We performed further analyses on how assembly methods can affect detecting RNA/DNA polymorphisms. We reassembled the Daedalea quercina genome that previously had been assembled by AllPathsLG [6]. The new assembly was built by SPAdes and resulted in more scaffolds (606 vs. 357), fewer contigs (924 vs. 1025), and slightly smaller assembly size (31.40 vs. 32.74 Mbp). We identified 37 (aspen), 47 (pine), and 45 (spruce) RNA polymorphism sites in the original assembly that correspond to pairs of separate regions in the new assembly, thus eliminating both DNA and RNA polymorphism at those sites. Nevertheless, the new assembly introduced 605 (aspen), 694 (pine), and 704 (spruce) new single nucleotide variants of RNA not found in the old assembly. Thus, the assemblers produce different misassemblies and can potentially suggest new false RNA polymorphisms.

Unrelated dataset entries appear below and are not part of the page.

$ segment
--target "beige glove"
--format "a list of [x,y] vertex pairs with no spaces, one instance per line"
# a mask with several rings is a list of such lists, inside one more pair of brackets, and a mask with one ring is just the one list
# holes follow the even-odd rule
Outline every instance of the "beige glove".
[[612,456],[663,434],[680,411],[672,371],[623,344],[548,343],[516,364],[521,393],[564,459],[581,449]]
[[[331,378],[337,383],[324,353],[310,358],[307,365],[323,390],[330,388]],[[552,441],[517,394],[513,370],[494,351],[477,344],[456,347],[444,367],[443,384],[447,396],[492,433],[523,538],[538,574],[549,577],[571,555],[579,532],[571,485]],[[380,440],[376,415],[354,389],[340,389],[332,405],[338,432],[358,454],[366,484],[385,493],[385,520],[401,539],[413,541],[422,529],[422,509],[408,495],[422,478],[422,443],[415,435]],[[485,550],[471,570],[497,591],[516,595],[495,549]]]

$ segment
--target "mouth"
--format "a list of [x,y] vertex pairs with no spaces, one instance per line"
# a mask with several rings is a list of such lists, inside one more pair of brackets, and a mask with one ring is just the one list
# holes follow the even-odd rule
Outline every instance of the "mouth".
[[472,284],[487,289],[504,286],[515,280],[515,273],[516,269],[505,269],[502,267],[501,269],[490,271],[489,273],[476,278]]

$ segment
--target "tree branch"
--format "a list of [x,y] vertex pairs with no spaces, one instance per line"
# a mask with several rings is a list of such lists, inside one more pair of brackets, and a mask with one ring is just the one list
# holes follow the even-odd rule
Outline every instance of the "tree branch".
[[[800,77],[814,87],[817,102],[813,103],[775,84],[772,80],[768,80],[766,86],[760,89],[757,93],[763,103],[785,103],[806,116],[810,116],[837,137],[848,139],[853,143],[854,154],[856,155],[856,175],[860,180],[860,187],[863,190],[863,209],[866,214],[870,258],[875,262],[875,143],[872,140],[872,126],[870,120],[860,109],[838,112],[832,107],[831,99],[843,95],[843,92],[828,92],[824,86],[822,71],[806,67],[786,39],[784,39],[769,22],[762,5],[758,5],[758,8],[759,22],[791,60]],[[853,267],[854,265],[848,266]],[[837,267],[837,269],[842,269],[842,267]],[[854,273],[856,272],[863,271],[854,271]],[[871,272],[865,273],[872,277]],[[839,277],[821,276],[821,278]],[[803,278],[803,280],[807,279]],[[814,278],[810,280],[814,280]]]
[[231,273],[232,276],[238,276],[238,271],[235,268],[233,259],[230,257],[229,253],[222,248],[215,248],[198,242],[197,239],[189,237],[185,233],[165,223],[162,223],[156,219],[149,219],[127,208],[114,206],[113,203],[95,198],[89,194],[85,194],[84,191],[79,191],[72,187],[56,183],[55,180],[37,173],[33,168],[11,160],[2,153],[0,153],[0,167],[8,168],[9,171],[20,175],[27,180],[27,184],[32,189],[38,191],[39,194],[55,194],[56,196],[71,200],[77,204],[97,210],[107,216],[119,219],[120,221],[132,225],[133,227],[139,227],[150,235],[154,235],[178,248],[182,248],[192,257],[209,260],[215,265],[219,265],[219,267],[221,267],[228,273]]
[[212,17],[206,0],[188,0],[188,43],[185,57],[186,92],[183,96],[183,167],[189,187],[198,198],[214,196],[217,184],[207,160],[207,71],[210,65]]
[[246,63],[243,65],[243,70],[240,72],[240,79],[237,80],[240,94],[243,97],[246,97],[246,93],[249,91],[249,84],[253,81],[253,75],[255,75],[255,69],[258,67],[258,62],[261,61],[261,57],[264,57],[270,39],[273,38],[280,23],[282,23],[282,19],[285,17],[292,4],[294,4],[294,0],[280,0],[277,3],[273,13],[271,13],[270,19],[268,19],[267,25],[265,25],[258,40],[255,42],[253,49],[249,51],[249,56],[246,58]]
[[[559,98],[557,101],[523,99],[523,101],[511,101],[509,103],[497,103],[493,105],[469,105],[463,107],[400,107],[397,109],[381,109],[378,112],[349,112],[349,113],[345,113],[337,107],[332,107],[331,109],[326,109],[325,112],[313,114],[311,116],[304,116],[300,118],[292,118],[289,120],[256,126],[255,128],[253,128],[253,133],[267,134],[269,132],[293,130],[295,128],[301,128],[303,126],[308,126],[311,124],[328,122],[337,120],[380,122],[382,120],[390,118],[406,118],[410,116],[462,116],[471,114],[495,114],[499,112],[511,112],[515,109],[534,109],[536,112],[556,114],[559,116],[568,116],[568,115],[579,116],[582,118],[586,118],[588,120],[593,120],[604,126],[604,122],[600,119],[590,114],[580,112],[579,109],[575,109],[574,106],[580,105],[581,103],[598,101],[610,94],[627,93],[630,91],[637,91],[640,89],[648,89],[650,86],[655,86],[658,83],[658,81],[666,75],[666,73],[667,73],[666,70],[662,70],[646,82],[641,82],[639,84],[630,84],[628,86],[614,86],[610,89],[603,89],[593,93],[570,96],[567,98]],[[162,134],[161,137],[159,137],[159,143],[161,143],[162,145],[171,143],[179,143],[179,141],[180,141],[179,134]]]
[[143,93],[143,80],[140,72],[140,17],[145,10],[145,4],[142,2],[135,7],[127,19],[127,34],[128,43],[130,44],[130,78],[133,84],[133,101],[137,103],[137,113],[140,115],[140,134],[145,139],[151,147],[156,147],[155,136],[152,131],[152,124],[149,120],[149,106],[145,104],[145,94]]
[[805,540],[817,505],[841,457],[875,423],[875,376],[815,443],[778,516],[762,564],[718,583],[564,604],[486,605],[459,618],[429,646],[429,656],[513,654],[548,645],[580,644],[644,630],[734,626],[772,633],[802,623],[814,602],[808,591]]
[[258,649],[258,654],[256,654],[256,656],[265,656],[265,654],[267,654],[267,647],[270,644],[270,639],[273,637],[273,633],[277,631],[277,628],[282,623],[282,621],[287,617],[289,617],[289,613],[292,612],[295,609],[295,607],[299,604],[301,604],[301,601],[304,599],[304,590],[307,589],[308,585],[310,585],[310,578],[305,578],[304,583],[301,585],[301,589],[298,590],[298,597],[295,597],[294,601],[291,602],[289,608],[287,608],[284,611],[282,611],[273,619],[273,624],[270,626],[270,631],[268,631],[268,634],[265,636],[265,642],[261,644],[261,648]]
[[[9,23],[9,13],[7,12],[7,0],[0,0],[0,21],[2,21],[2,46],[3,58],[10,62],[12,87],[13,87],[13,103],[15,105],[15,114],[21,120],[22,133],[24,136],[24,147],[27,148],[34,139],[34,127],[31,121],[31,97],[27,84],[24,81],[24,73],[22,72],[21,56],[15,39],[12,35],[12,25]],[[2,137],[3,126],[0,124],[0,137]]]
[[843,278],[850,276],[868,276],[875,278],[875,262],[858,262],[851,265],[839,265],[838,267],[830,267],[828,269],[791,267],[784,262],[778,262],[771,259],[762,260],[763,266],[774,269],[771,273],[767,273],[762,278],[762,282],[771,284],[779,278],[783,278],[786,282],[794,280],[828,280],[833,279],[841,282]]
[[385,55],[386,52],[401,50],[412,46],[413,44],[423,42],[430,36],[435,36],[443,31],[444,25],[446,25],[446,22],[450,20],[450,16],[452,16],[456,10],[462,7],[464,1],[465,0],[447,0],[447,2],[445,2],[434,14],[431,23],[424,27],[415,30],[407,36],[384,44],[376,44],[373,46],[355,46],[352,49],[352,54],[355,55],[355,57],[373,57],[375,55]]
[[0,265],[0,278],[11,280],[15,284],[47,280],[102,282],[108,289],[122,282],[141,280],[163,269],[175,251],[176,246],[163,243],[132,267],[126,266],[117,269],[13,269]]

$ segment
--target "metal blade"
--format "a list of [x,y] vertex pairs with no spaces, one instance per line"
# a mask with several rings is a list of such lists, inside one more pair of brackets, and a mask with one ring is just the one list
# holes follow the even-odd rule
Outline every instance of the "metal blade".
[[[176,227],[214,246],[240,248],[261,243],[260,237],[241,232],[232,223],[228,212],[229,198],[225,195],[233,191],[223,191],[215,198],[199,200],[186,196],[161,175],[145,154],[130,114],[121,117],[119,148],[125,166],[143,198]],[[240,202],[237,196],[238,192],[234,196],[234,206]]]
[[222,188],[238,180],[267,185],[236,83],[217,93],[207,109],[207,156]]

Since the RNA of all five Polyporales species was extracted from mycelium, we extended our analysis to the homokaryon of Coprinopsis cinerea (Agaricomycetes, Agaricales) for which transcriptomic data were collected across several developmental stages as reported previously [7]. The samples included vegetative mycelium, secondary hyphal knot, stage 1 primordium, stage 2 primordium, young fruiting body (cap, lamellae, and stipe), and fruiting body (cap + lamellae and stipe). We used both genomic DNA and RNA reads to filter out the false RNA-editing sites derived from potential genome mis-assemblies. As a result, we obtained only two to six RNA variant sites after filtering which can be explained by DNA and RNA extracted from different isolates sequenced in independent studies [7, 8]. Thus, we found no evidence for RNA-editing events in C. cinerea during sexual development.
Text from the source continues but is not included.